「優れた人材を得ることは最もよい策である。しかし、人材に自ら『この人に仕えたい』と思わせることに勝るものはない。まず自らを高めて、人が自然に従うようにしなければならない」

吉田松陰の名言
吉田松陰の名言
  • 1830年9月20日~1859年11月21日
  • 日本(江戸時代・長州藩)出身
  • 思想家、教育者、尊王攘夷運動家
  • 松下村塾を開いて多くの志士を育成し、明治維新の精神的指導者として知られる。積極的な海外進出と国家改革を訴え、幕末日本の近代化に大きな影響を与えた。志半ばで処刑されるも、その思想は後世に受け継がれた。

原文

「士を得るは最も良策。併し士をして吾れに得られしむるの愈れりと為すに如かず。己れを成して人自ら降参する様にせねば行けぬなり」

現代語訳

「優れた人材を得ることは最もよい策である。しかし、人材に自ら『この人に仕えたい』と思わせることに勝るものはない。まず自らを高めて、人が自然に従うようにしなければならない」

解説

この言葉は、吉田松陰が人材登用と自己修養の本質を語ったものである。優れた士(人材)を確保することは確かに重要であるが、無理に招き寄せるのではなく、まず自らを高め、感化によって人材が自然に集まってくるようにすべきだと強調している。松陰は、指導者たる者はまず己を成すべしという理念を一貫して持ち続け、それを門弟たちにも厳しく教えた。
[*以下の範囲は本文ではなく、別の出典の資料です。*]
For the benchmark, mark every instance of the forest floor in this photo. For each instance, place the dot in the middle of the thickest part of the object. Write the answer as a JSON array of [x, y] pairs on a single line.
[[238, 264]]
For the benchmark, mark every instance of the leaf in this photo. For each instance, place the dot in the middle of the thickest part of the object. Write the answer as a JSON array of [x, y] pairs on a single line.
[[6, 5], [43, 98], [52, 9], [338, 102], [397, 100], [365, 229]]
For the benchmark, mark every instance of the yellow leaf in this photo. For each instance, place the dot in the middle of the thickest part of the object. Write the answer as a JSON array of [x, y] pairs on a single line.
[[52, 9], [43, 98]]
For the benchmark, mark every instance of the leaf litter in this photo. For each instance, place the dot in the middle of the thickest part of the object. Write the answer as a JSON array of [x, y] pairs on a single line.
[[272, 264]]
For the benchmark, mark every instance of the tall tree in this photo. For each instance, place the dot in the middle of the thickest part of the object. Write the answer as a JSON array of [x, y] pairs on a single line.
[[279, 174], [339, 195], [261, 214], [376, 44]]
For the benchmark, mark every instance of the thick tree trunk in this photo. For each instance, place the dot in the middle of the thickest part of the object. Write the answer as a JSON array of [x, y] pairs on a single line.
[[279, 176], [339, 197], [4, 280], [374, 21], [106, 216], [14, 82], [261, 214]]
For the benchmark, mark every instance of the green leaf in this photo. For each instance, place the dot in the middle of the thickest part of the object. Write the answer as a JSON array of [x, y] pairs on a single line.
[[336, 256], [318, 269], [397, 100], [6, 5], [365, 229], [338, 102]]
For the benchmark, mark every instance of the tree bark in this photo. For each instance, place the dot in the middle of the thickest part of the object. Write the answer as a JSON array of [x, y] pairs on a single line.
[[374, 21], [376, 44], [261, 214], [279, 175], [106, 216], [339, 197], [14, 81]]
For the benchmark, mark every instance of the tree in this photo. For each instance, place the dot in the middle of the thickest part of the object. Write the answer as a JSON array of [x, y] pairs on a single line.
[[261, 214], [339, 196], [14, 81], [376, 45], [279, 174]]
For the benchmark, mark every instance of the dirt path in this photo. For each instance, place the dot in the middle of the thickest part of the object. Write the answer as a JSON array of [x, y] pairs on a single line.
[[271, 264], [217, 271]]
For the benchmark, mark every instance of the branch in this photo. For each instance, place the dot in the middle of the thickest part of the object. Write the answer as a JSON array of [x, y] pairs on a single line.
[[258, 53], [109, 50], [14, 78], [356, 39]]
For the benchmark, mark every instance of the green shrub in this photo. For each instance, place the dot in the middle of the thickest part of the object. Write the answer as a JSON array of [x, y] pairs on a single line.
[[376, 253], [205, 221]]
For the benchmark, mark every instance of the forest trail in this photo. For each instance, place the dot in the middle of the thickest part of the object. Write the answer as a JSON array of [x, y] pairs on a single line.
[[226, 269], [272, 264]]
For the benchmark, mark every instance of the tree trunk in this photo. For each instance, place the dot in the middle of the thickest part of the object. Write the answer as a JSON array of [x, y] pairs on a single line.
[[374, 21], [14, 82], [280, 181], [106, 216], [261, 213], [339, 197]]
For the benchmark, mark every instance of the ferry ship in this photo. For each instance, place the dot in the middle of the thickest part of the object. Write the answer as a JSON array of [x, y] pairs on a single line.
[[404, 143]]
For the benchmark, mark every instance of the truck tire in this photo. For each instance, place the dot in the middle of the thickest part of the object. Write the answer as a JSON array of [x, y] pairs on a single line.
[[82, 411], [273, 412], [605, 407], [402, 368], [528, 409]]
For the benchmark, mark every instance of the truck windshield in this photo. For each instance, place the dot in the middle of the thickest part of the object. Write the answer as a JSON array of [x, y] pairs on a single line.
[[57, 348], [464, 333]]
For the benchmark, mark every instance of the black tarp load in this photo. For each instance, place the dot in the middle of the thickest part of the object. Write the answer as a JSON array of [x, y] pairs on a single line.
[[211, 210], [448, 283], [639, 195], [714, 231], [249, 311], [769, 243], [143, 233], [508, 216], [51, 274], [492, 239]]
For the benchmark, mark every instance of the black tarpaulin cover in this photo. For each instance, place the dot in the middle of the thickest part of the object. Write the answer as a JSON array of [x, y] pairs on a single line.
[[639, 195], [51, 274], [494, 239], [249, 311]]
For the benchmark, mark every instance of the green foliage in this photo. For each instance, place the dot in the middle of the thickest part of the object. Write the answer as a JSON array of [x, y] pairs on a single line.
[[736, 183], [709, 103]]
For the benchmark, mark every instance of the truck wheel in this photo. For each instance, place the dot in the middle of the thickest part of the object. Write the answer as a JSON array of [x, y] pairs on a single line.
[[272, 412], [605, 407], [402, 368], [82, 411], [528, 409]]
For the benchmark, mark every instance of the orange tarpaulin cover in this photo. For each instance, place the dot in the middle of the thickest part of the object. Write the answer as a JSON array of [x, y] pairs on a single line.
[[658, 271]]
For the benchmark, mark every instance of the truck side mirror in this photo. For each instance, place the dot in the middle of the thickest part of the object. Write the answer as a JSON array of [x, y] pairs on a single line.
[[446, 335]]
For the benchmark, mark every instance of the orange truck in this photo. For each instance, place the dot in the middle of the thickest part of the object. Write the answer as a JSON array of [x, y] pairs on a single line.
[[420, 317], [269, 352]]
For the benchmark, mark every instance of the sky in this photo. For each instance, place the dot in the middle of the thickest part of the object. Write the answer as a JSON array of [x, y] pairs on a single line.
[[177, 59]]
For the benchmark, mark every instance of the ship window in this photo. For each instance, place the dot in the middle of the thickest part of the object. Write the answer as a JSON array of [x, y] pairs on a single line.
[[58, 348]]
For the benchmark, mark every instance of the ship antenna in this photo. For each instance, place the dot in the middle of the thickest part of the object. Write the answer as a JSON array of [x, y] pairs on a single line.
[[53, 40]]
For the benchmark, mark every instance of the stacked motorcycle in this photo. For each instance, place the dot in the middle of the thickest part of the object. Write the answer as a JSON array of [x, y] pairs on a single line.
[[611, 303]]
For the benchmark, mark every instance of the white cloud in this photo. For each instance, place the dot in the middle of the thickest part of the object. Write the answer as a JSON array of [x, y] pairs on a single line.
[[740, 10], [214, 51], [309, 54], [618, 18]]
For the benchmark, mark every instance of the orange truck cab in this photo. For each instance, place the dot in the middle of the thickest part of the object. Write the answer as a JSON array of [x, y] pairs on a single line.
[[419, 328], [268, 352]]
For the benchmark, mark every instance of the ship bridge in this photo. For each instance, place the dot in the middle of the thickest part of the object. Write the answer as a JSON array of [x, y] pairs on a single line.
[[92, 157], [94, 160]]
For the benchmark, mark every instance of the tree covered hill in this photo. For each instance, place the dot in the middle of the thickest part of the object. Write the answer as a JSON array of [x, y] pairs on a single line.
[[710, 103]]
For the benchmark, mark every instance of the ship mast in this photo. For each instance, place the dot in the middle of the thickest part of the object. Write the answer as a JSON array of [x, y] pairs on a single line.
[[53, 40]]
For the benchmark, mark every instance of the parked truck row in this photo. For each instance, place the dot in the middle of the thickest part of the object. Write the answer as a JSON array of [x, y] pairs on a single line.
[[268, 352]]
現代においても、この教えは非常に実践的である。組織やリーダーが優秀な人材を欲しがるのは当然だが、肩書きや権力だけで人を引き寄せても、真の忠誠心や共感は得られない。まずリーダー自身が人格や力量を磨き、その生き方に共鳴した者たちが自然に集う形こそが、最も強い組織や共同体を築くのである。

例えば、企業経営者が、報酬や地位で人を集めるよりも、自らのビジョンや人格に共鳴する人材が自然と集まってくるよう努力する方が、持続的で強固な組織を作れる。吉田松陰は、人を得ようとするなら、まず自らを磨き、人の心を動かす存在になるべきであると、揺るぎない信念をもって教えているのである。